RISORSE • Anche a Cremona la raccolta firme, che prosegue nei comuni fino al 10 agosto
VANNI RAINERI
Una legge che tuteli i beni comuni consentendo alle future generazioni di goderne, senza i vincoli del presente. E’ l’obiettivo dell’iniziativa del Comitato Popolare di Difesa dei Beni Pubblico e Comuni “Stefano Rodotà”, che ha indetto per ieri, anche a Cremona, il Firma Day. Ma per firmare c’è tempo, in tutti i comuni italiani (basta presentarsi muniti di carta di identità e ritirare il modulo), fino al 10 agosto: a Cremona presso lo Sportello informativo di SpazioComune in piazza Stradivari, aperto da lunedì a venerdì dalle 8,30 alle 12,30, il mercoledì fino alle 16,30. Il termine, prima fissato al 30 luglio, è stato prorogato ieri. L’obiettivo del comitato è di raccogliere 50mila firme, quelle cioé necessarie per presentare un disegno di legge di iniziativa popolare.

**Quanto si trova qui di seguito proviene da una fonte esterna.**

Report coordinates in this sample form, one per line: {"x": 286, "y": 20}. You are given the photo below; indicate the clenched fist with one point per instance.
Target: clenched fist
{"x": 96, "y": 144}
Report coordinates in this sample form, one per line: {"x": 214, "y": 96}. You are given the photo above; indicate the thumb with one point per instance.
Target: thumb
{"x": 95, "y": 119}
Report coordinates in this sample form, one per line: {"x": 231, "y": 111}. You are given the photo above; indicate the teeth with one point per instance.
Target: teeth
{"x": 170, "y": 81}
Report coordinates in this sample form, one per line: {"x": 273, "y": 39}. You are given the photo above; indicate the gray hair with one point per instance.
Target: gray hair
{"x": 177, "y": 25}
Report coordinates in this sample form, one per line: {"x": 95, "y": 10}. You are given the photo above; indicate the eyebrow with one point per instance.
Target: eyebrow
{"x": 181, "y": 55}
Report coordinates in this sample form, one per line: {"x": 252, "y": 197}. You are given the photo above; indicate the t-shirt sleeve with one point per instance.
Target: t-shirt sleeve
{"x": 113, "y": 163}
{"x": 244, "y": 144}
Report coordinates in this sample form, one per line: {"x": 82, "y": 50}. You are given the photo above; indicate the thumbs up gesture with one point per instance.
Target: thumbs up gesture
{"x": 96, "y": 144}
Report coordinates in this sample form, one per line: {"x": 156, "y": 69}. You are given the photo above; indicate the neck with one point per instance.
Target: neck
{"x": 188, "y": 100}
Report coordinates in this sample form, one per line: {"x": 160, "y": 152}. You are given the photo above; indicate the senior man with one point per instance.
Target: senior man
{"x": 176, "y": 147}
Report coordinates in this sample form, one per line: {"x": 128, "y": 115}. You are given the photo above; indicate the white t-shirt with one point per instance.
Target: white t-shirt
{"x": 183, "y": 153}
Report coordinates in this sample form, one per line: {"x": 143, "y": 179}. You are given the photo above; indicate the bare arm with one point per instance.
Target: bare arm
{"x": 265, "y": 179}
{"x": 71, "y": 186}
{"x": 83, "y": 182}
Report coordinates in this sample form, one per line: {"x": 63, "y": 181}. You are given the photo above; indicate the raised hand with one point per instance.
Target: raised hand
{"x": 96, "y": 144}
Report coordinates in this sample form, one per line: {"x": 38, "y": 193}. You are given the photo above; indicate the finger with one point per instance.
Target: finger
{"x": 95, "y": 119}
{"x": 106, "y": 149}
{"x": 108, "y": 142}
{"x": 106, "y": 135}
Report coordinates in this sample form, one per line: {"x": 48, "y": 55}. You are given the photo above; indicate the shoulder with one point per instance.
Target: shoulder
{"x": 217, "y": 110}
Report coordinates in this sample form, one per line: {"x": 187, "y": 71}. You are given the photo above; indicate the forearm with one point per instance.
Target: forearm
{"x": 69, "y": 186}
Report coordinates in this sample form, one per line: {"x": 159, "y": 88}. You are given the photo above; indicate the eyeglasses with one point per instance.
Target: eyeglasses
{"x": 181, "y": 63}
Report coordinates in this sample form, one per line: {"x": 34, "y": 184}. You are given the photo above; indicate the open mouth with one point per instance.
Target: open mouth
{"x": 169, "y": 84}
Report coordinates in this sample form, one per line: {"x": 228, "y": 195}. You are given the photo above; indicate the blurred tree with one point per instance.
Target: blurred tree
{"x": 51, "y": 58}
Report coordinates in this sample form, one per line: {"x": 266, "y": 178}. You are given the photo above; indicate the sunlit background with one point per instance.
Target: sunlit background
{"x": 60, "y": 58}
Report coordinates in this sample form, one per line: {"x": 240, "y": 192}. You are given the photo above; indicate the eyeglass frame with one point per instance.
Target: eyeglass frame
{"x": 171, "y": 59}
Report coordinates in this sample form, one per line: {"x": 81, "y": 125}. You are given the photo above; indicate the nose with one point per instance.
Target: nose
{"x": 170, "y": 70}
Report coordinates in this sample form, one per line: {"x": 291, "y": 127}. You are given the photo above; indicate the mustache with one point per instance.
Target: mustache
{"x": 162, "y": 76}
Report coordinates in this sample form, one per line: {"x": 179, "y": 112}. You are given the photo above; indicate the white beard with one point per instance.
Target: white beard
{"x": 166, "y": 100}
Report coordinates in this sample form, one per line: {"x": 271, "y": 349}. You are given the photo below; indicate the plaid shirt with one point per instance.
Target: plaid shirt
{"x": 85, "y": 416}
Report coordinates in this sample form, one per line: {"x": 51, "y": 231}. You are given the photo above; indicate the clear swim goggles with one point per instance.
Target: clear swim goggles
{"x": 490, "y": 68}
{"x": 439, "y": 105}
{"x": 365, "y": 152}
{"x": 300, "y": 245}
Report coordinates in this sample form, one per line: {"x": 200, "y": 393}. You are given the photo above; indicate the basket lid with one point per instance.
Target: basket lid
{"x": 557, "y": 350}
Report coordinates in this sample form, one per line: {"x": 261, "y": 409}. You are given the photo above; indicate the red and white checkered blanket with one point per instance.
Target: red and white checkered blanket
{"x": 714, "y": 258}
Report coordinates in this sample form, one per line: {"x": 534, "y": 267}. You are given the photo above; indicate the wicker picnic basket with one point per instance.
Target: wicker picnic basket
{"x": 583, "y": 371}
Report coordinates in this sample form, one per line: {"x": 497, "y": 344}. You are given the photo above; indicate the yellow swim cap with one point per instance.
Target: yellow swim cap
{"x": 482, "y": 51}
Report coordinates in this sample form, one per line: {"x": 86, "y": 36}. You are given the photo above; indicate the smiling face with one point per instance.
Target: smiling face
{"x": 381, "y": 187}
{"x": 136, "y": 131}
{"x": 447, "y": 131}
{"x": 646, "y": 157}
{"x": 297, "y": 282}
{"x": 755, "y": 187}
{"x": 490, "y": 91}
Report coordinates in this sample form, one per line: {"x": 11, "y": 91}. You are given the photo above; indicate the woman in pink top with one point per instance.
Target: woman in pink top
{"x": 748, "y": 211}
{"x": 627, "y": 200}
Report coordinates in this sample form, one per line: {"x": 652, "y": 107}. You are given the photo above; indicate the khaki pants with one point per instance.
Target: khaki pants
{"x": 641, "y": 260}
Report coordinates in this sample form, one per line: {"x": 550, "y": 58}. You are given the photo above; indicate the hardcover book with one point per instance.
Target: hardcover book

Anche gli Stati generali dell’Ambiente e della Salute del territorio provinciale invitano i cittadini a recarsi presso gli Uffici comunali dei Comuni di residenza per firmare una importante proposta di rilievo nazionale.
«Pochi di noi sono consapevoli che montagne, fiumi, boschi, prati, spiagge, beni culturali, sono un patrimonio che appartiene a tutti i cittadini della Repubblica – sottolinea Ugo Mattei, giurista e presidente del Comitato promotore –. Noi vogliamo che il Parlamento faccia sì che nessun Governo o Amministrazione locale possa disporre dei beni pubblici a proprio piacimento e senza vincoli». Il tema è molto delicato, e coinvolge rilevanti interessi economici. Si pensi al fatto che ben 8 anni fa ben 26 milioni di cittadini italiani votarono sì al referendum (superando il quorum) che chiedeva che sull’acqua non si potesse fare profitto. Da allora, protestano le associazioni a favore dell’acqua comune, le tariffe del servizio idrico sono quasi raddoppiate.
In qualche modo l’iniziativa del comitato Rodotà si inserisce in questo percorso, allargando l’interesse all’aria, all’ambiente, al suolo, ponendosi in contrasto con la svendita e la privatizzazione del territorio nazionale. Punta a valorizzare il concetto di Bene Comune come l’insieme di risorse materiali e immateriali che appartengono a tutti e da cui tutti devono trarre beneficio. E’ un Bene Comune la nostra salute e quindi la qualità dell’aria, dell’acqua e delle filiere con cui ci alimentiamo, ma anche il modo in cui smaltiamo i rifiuti. E’ un Bene Comune il nostro territorio nazionale, fatto di paesaggio, agricoltura, parchi e spazi aperti, aree dismesse e abbandonate, città in cui convivono valori urbani molto alti e periferie degradate. E’ un Bene Comune il nostro suolo, risorsa finita e preziosa. Non necessariamente la richiesta vuole la statalizzazione o nazionalizzazione delle risorse, si punta soprattutto al legame con la comunità che le utilizza: i beni comuni sono tali in funzione della comunità, che deve avere una titolarità superiore rispetto perfino alle strutture imprenditoriali, pubbliche o private che siano.
Sul tema interviene anche il dibattito della Direttiva Bolkestein, mai realmente applicata (sebbene recepita) dal nostro governo. Ne sono un esempio le spiagge pubbliche: da anni l’Europa ci chiede di appaltarne l’uso garantendo la partecipazione di soggetti concorrenti, mentre si continua a prorogarne l’utilizzo da parte dei gestori uscenti: recentemente la proroga, ovviamente senza gara, è stata fissata in 15 anni, e scadrà quindi nel lontano 2034. Fino ad allora il cittadino dovrà pagare o recarsi nelle poche, e maltenute, spiagge libere, e spesso senza poter nemmeno sostare sulla battigia, o bagnasciuga, quella porzione di spiaggia che va dal punto in cui si infrange l’onda sino a 5 metri. La legge glielo consentirebbe (almeno la semplice sosta, non la posa di teli e ombrelloni, stando a recenti sentenze, poi dipende dai regolamenti comunali), ma farlo porterebbe a scontri con i concessionari. Anche il pagamento di una multa salata a causa dell’infrazione non ferma la politica italiana (di qualunque colore sia), tesa ad agevolare i concessionari, che in gran parte approfittano di canoni di locazioni irrisori, proprio perché non frutto delle offerte del mercato.